Le texte vient d’être adopté à l’Assemblée nationale. A partir de la prochaine législature, le nombre de députés passera de 150 à 165. Pas d’accord sur les critères de répartition, le PDS (Parti Démocratique Sénégalais) n’exclut pas de saisir le Conseil constitutionnel.
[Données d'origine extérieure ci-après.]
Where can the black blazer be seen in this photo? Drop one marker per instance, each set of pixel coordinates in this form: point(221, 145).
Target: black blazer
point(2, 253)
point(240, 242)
«Cette loi pose beaucoup beaucoup de problèmes pour nous. Par exemple, sur les Sénégalais de l’extérieur, on dit qu’il faut ajouter quinze (15) députés supplémentaires. Ces 15 députés, ils disent qu’on les choisit sur la base du nombre d’inscrits dans ces pays-là», peste Oumar Sarr.
 
Le Secrétaire général national adjoint du PDS qui dénonce «deux poids deux mesures», d’indiquer: «Là, on choisit le nombre d’inscrits, là, on choisit la population sénégalaise».
 
«Nous leur avions dit pourquoi ne prenez-vous pas le nombre d’inscrits partout. Donc, la divergence est maintenue sur ce critère-là. Et l’autre critère qui me semble assez bizarre, c’est le fait qu’ils aient voulu quand on vote au niveau de la diaspora toujours, ils ont défini les départements et dans chaque département, il y a des pays et donc, nous avons constaté que dans certains départements, je donne l’exemple du Sénégal, on a sept (7) députés au niveau de Dakar, si les Parcelles font plus de 100.000, alors on donnera des députés supplémentaires aux Parcelles Assainies. C’est absurde. On ne peut pas avoir une unité de mesure, le département et de l’autre côté, le pays ou la commune comme critère de répartition. Il y a vraiment des problèmes assez sérieux», fulmine-t-il.

Dans tous les cas, Oumar Sarr soutient qu’ils vont «voir (leurs) conseils sur ces questions-là» et «éventuellement saisir le Conseil constitutionnel».